L’intelligence artificielle face à la biodiversité : l’exemple de la biodiversité marine

L’intelligence artificielle face à la biodiversité : outil de transition ou accélérateur de crise ?

L’intelligence artificielle (IA) connaît une croissance exponentielle, stimulée par des avancées technologiques rapides, des investissements colossaux et l’espoir de répondre à de nombreux défis contemporains. Pourtant, cette révolution technologique progresse sans véritable repère environnemental, ni évaluation claire de son impact. Le manque de transparence, de données précises et de régulations adaptées empêche une évaluation rigoureuse de ses conséquences sur la nature. La biodiversité, dont la complexité des données freine souvent l’action, révèle pourtant le potentiel d’une IA capable de surmonter ces obstacles pour proposer des solutions face à la sixième extinction de masse. Alors que l’IA s’impose comme un levier majeur de transformation, une question cruciale demeure : peut-elle réellement accompagner la transition écologique, ou risque-t-elle d’en devenir un facteur aggravant majeur ? A l’occasion de la journée mondiale de l’océan le dimanche 8 juin, nous prendrons l’exemple de la biodiversité marine.

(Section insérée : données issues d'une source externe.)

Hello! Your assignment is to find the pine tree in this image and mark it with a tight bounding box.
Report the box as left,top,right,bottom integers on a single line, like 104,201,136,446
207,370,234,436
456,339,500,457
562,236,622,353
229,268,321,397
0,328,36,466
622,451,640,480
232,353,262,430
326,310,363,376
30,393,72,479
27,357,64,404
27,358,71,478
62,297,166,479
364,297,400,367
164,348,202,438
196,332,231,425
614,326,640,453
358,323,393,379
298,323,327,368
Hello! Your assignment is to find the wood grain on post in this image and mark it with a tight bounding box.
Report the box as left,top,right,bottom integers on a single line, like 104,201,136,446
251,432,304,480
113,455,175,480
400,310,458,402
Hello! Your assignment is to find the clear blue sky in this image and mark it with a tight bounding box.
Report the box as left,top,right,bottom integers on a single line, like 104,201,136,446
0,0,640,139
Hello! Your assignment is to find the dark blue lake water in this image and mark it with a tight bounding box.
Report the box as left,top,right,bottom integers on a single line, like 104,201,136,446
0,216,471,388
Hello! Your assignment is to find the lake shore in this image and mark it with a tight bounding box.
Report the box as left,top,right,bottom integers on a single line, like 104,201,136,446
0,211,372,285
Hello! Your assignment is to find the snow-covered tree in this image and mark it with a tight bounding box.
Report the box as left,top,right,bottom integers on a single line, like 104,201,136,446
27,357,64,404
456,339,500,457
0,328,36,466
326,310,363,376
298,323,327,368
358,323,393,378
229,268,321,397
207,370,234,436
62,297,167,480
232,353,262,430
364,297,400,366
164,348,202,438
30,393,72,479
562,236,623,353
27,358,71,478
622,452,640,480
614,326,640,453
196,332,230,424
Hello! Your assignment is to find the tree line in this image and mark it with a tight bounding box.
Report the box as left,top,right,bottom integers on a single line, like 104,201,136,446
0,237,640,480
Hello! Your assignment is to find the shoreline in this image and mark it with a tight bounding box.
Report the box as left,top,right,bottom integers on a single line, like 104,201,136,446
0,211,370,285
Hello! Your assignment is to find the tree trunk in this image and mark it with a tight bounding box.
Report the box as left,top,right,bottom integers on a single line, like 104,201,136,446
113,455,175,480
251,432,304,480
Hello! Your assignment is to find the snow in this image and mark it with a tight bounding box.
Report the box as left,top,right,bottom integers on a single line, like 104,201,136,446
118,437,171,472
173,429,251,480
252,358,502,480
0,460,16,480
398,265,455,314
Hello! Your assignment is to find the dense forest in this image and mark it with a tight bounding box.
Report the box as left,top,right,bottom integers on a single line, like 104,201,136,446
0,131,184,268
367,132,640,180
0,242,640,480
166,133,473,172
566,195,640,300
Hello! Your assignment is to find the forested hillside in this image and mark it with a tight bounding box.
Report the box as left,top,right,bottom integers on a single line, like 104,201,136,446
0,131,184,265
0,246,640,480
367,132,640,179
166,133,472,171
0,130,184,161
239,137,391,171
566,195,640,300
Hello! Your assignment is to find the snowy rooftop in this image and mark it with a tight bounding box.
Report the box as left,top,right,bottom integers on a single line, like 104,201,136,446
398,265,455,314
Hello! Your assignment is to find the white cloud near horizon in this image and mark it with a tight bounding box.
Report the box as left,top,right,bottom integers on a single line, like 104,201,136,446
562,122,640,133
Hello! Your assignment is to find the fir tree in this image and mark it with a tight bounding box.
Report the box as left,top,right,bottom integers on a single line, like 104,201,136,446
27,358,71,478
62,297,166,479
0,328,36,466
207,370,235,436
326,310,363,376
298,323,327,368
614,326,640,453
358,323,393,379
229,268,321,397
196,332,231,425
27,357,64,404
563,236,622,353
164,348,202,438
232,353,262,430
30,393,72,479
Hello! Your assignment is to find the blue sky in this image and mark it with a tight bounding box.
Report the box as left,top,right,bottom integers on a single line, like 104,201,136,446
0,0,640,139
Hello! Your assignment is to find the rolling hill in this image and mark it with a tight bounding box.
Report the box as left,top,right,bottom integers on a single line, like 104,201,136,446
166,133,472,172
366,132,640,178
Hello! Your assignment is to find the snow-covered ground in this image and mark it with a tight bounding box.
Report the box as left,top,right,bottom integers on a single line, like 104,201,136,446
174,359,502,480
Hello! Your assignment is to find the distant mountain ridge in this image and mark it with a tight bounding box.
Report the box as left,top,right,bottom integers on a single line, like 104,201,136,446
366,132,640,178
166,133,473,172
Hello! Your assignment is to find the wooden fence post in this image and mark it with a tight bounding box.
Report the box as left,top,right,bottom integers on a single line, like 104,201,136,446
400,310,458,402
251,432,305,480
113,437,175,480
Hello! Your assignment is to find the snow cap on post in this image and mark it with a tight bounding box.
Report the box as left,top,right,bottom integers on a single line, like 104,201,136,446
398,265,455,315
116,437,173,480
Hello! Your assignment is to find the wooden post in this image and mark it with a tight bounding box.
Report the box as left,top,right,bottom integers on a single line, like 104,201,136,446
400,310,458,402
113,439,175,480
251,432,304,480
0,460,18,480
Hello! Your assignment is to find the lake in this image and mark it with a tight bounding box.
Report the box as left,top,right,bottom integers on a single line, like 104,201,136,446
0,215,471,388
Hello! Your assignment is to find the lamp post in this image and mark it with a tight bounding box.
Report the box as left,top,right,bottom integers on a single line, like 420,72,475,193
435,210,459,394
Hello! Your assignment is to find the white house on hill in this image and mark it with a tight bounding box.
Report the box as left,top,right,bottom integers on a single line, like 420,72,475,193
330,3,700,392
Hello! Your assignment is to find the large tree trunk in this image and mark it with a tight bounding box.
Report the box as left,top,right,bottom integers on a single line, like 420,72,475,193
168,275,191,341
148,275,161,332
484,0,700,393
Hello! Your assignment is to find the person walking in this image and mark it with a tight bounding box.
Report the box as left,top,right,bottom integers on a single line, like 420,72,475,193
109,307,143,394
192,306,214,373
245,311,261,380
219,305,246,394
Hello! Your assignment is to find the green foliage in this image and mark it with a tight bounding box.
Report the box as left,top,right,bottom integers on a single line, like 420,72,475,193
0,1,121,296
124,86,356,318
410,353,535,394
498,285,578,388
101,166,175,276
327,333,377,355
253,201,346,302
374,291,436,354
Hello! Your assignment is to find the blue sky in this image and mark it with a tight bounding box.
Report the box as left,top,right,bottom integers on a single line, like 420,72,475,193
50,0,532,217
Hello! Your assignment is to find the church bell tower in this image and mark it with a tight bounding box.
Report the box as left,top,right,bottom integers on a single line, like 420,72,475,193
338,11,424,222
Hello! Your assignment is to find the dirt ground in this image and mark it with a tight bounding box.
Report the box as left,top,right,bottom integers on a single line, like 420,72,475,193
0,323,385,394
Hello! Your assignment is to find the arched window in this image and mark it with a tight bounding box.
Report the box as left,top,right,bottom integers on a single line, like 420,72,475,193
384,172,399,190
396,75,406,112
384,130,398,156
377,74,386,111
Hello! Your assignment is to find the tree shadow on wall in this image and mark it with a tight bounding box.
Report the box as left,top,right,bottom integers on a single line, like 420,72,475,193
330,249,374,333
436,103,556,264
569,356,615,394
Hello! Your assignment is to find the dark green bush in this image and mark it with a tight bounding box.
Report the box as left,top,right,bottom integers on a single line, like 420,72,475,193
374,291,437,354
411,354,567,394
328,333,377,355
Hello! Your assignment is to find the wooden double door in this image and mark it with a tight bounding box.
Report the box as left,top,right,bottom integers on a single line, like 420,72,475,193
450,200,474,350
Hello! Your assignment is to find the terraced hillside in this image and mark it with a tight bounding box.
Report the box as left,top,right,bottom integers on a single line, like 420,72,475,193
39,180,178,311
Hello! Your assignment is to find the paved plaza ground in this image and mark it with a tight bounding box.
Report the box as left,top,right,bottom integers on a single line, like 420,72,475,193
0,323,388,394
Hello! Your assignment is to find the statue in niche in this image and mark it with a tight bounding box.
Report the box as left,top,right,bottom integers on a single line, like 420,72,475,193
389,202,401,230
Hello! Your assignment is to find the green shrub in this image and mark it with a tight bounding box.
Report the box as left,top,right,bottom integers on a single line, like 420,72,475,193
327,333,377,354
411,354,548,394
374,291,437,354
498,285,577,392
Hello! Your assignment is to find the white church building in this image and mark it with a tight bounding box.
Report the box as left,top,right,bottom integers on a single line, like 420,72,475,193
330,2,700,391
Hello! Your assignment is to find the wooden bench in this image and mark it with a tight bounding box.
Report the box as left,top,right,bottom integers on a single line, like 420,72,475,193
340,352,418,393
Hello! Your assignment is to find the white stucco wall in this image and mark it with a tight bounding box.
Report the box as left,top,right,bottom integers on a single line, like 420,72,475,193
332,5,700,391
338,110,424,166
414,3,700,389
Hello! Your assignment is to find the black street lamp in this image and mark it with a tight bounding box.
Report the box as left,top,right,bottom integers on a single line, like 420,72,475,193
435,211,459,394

Une technologie puissante avec un coût écologique potentiel colossal

L’intelligence artificielle repose sur trois piliers fondamentaux : des systèmes informatiques énergivores, une masse colossale de données, et des algorithmes complexes. L’entraînement des modèles nécessite une puissance de calcul immense, entraînant une consommation énergétique qui contribue très directement au changement climatique, à la dégradation des  écosystèmes et à la fragmentation des habitats naturels. Les centres de données, indispensables au fonctionnement de l’IA, consomment déjà entre 1 et 1,5 % de l’électricité mondiale. Cette demande d’énergie en constante augmentation est alimentée encore majoritairement de sources non-renouvelables.

A cela s’ajoute l’extraction de métaux rares (indium, tantale, néodyme…) qui détruit les habitats et pollue les sols et les eaux. Ces infrastructures nécessitent par ailleurs une forte consommation d’eau pour refroidir les serveurs (16 milliards de litres pour Google en 2021) et une artificialisation des sols. Plus inquiétant encore, l’effet rebond semble inéluctable : plus l’IA devient performante, plus elle est utilisée, augmentant in fine la consommation totale d’énergie. Le manque de dispositifs de suivi de l’empreinte écologique des data centers ou l’opacité autour du cycle de vie des équipements numériques aggravent encore cette situation.

La biodiversité, l’angle mort

Si l’empreinte carbone des technologies est aujourd’hui mieux mesurée, c’est en partie parce que le carbone est un indicateur plus facile à quantifier. À l’inverse, l’impact sur la biodiversité reste diffus, difficile à tracer, souvent localisé et rarement modélisé dans le temps.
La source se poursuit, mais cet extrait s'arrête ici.